Im having issues printing white ink onto colour garments with my converted Epson R3000 DTG

I have taken a random design from the internet for testing, and on white T-shirts comes up fantastic, 

I am using dupont camtex pre treatment and I am following the guidelines on the bottle to the letter, but whenever I print white onto a garment it never comes up well, the other colours work okay but the white let's it down, on a Red garment the ink is just going into the garment and showing red through giving the image a pink colour instead of white,

I have changed the rip software options to lay down more white ink which helped a bit but even with 2 passes of white it's still not working well, 
What I will add is that the white ink is not Dupont, it's a "dupont style" white ink from ebay.. (The colours are fine, very vibrant) but the white ink is almost as thin as water in the bottle, is this the issue, the quality of the white?

I have posted photos to show you my results.

any suggestions welcome, 
Lee 

Of the red images, The vertical picture is 1 pass of white, 

the 2 horizontal images are 2 passes of white and 1 pass colour (still rubbish with 2 passes white, just to see if it would work)


----------



## utero (Jun 9, 2007)

Have you printed the design on the same style of tee in another dark colour to see if the results are the same?


----------



## Knowlesy (Jan 8, 2015)

utero said:


> Have you printed the design on the same style of tee in another dark colour to see if the results are the same?


Not yet, at the moment I only have red to test on but will grab a few more colours asap, still need to fix the issue on red shirts though as they will be one of the main colours used.


----------



## printerjim (May 16, 2015)

It looks like an opacity issue in your white ink.

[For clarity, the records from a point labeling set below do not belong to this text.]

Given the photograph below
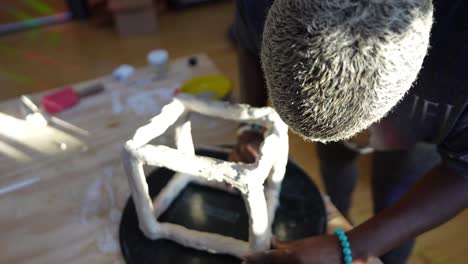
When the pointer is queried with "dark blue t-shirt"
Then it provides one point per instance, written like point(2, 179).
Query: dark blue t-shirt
point(435, 109)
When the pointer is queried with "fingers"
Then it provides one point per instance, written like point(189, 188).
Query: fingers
point(244, 153)
point(268, 257)
point(281, 244)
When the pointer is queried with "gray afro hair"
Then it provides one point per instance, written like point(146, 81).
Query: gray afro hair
point(334, 67)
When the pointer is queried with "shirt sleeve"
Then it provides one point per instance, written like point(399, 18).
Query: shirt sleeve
point(454, 149)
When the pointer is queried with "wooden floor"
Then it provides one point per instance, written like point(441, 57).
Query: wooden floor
point(55, 56)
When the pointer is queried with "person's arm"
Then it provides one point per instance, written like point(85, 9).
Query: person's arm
point(431, 202)
point(253, 92)
point(252, 84)
point(435, 199)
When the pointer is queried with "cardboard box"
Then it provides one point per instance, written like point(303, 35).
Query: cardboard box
point(134, 17)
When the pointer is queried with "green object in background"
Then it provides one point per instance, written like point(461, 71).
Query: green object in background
point(208, 86)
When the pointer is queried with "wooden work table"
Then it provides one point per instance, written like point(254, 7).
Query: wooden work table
point(62, 186)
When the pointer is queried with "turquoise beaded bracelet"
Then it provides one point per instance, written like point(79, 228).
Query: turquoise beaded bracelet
point(348, 259)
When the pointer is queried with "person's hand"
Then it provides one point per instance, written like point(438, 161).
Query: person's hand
point(247, 148)
point(314, 250)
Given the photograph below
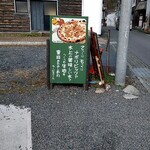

The show through lessens with the second pass, indicating more white solids help. It can be tough to get enough white ink down. That is why most systems use a single channel for each CMYK ink and 4 for white. Even then, the white passes much slower than the colors.
If you can't reasonably increase the volume of white ink (if you have so much that it leaves puddles), try a higher opacity white.


----------



## utero (Jun 9, 2007)

I'd try it on another colour shirt in the same brand. If they're not ringspun cotton then that could be an issue as some of them simply don't print as well with white ink. 

One of my clients sends me some Gildan Heavy Cotton for some prints and the contrast in the print vibrancy is very noticeable. Using a Softstyle or Premium Ringspun however is miles ahead.


----------



## DTGPRINTERPARTS (Jul 13, 2012)

Knowlesy said:


> Im having issues printing white ink onto colour garments with my converted Epson R3000 DTG
> 
> I have taken a random design from the internet for testing, and on white T-shirts comes up fantastic,
> 
> ...


The problem I think is the white ink. I don't know if anyone used that ink in an R3000. Pm me


----------



## perseot (Aug 15, 2013)

I also have R3000 dtg and this happens when the t-shirt has long polyester or nylon, the recommended is at least 80% cotton


----------



## BandPrints (Feb 4, 2007)

This would be coming most likely from two issues (as long as you are already using the proper dark pre-treat not light pre-treat). Also we are missing a few details such as white resolution are you currently using on the white underboss? 720x720, 1440x720, or 1440x1440?

1. Make sure your shirt is 100% cotton. From the photo it looks like it is since even on high blended fabric you won't see the white opacity heavily decrease until it is heat presses.

2. I would suggest purchasing Dupont white ink, many of the knock of brands aren't made to the highest standard and also risk clogging your print head.

To resolve the issue, if you aren't running enough white ink channels you can change your white underlay pass to 2880 x 1440 DPI at 100%. Then run your CMYK pass at 1440x1440 DPI. This way your machine will lay down a great amount of white in fine detail, it is slower but you will definitely see the results.


----------